Further speed-up with continual learning
Perpetual Learning, a novel approach from our company, offers a significant leap forward in machine learning efficiency. It achieves 100x faster initial training compared to traditional methods and enables continual learning with remarkable speed improvements. This blog post dives into the mechanics of Perpetual Learning, demonstrating how it empowers continuous learning while upholding exceptional accuracy.
Employing the California Housing dataset, we illustrate the potential of continual learning. The dataset is segmented into 24 batches. The initial training utilizes the first 12 batches, followed by incremental learning on the subsequent 11 batches. After each incremental step, the model's performance is evaluated on the next batch. To benchmark the efficacy of continual learning, we also train separate models from scratch at each step.

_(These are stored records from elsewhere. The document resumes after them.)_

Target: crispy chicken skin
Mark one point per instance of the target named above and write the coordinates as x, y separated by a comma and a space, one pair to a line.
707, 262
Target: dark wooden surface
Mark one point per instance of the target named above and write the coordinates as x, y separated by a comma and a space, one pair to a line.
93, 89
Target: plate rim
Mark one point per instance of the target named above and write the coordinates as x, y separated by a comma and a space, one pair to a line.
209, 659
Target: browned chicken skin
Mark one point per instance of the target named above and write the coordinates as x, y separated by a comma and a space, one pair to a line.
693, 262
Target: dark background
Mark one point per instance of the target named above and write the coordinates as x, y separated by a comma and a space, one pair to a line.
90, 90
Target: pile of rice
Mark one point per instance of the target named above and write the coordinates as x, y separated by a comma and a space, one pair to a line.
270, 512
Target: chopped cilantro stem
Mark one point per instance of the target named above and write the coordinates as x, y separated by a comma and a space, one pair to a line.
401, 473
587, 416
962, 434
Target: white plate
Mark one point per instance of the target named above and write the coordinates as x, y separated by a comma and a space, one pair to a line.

Batch # | Batch Size | Cumulative Data Size | Continual CPU Time | Retraining CPU Time | Continual Cumulative CPU Time | Retraining Cumulative CPU Time | Speed-up |
---|---|---|---|---|---|---|---|
0 | 10320 | 10320 | 28.6 | 30.2 | 28.6 | 30.2 | 1.0x |
1 | 860 | 11180 | 22.3 | 31.3 | 50.9 | 61.5 | 1.2x |
2 | 860 | 12040 | 17.6 | 37.2 | 68.5 | 98.7 | 1.4x |
3 | 860 | 12900 | 11.5 | 33.9 | 80.0 | 132.6 | 1.7x |
4 | 860 | 13760 | 10.4 | 36.6 | 90.4 | 169.2 | 1.9x |
5 | 860 | 14620 | 11.1 | 41.2 | 101.5 | 210.4 | 2.1x |
6 | 860 | 15480 | 12.5 | 40.6 | 114.0 | 251.0 | 2.2x |
7 | 860 | 16340 | 14.2 | 46.9 | 128.2 | 297.9 | 2.3x |
8 | 860 | 17200 | 19.6 | 49.1 | 147.8 | 347.0 | 2.3x |
9 | 860 | 18060 | 13.3 | 57.0 | 161.1 | 404.0 | 2.5x |
10 | 860 | 18920 | 17.4 | 49.4 | 178.5 | 453.4 | 2.5x |
11 | 860 | 19780 | 19.6 | 60.0 | 198.1 | 513.4 | 2.6x |
The findings reveal that continual learning progressively accelerates learning with each incremental step, maintaining a consistent average test mean squared error (MSE) of 0.197. This translates to a theoretical speed-up that approaches infinity as the number of incremental steps increases, as visualized in the accompanying charts.
The following chart demonstrates the CPU time required at each step. Perpetual Learning exhibits near-constant CPU time due with the constant batch size. Conversely, retraining incurs a linear increase in CPU time as the data size grows proportionally.
The following chart showcases the cumulative CPU time across all steps. Perpetual Learning exhibits a linear growth in cumulative CPU time, while retraining incurs a quadratic increase. This highlights the theoretical infinite speed-up achieved by Perpetual Learning as the number of batches approaches infinity.
These compelling results establish Perpetual Learning's ability to not only deliver 100x faster initial training but also to facilitate learning from data in linear time, irrespective of data size and scale.